This past October, when Pakistan's highest court overturned a blasphemy conviction against a Christian woman that carried the penalty of execution, the international community saw this as a rare moment of tolerance from a nation whose population and government is perpetually plagued by Islamist orthodox clerics and extremists who have perverted Islam into a cult where the price of dissent is death.
Despite languishing in prison for approximately eight years after being accused of insulting the prophet Muhammad during an argument over drinking water, Asia Bibi's suffering has not ended quite yet. There have been so many death threats and mass protests demanding her to be hanged that her lawyer actually had to flee the country. However, more recently, it has been announced that the Pakistani government has "caved in" to demands by Islamist demonstrators by signing an agreement with Tehreek-e-Labbaik, an Islamist political party in Pakistan which is responsible for many of the protests against Bibi being allowed to live, which may prevent Bibi from leaving the country for her own safety.

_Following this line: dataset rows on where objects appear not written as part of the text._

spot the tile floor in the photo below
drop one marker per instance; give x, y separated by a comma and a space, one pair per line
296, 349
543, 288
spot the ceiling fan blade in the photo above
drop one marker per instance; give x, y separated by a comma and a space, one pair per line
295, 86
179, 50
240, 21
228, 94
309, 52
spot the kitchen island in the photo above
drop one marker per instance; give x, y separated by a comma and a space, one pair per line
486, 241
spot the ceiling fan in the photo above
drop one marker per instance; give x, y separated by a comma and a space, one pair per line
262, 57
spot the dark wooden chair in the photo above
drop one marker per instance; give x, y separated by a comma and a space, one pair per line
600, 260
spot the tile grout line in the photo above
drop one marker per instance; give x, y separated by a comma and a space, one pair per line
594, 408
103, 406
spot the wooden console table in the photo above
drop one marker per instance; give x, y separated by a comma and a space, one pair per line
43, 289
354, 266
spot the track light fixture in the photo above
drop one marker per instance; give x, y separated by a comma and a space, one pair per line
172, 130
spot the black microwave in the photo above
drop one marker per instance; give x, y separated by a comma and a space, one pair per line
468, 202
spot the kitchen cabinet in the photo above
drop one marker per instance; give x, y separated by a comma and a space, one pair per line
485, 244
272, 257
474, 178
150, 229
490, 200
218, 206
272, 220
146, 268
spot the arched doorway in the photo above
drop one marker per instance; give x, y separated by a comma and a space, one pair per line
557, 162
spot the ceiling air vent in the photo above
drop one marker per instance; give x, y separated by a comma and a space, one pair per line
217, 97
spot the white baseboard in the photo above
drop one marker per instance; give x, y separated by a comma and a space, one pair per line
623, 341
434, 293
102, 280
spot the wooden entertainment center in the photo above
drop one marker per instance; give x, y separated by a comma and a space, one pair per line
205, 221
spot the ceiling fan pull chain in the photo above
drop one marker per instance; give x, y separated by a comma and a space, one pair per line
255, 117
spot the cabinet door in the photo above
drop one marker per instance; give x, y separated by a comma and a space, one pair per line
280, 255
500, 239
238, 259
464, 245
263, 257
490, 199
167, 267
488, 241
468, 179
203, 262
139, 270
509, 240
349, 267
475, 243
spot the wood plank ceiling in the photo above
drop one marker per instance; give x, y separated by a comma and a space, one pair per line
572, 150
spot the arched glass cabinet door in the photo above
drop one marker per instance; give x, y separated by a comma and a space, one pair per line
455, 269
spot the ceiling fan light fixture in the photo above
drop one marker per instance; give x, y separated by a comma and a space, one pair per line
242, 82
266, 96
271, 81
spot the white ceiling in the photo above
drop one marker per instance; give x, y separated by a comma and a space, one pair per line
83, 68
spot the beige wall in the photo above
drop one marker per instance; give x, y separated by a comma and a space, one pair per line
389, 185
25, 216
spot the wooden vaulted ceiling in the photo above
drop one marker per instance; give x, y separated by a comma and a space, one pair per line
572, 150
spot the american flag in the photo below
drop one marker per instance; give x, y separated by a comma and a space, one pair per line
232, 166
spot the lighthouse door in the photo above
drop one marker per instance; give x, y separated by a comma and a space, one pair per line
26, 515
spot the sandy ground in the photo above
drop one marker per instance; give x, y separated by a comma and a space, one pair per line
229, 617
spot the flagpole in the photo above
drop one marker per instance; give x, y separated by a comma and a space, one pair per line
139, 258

Given the urgency of Bibi's situation, forcing her to remain in Pakistan increases her likelihood of being a Islamist's murder victim which beats the purpose of her acquittal of blasphemy.
In the days following Bibi's release, her husband Ashiq Masih confessed that he was extremely "frightened" for the lives of family and that the government's aforementioned agreement "sent a shiver down [his] spine." He has appealed to the UK government to grant the family asylum there and "grant us freedom." However, the Pakistani government's concession to the radical Islamists has threatened the viability of such an endeavour.
Why would the government condemn an (now legally) innocent woman to a circumstance that could very well end in her demise? The prime minister, former cricket superstar Imran Khan, has previously defended the country's draconian blasphemy laws, the same ones used to sentence Bibi to death in the first place, so perhaps his personal religious beliefs, or maybe his desire to retain the votes of his more religiously orthodox political supporters, may be the reason for his capitulation to Islamist interests. Either way, if the Pakistani government really and truly wishes to show the world that it is become less abusive towards its non-Muslim population, it needs to do more than what it currently has planned.
If Asia Bibi remains in Pakistan, near the same people who accused her of blasphemy, and who are currently hankering for her murder, the next story that the international community hears about Bibi may be about her violent death at the hands of someone who thought that killing her would be the only way to restore Allah's honor.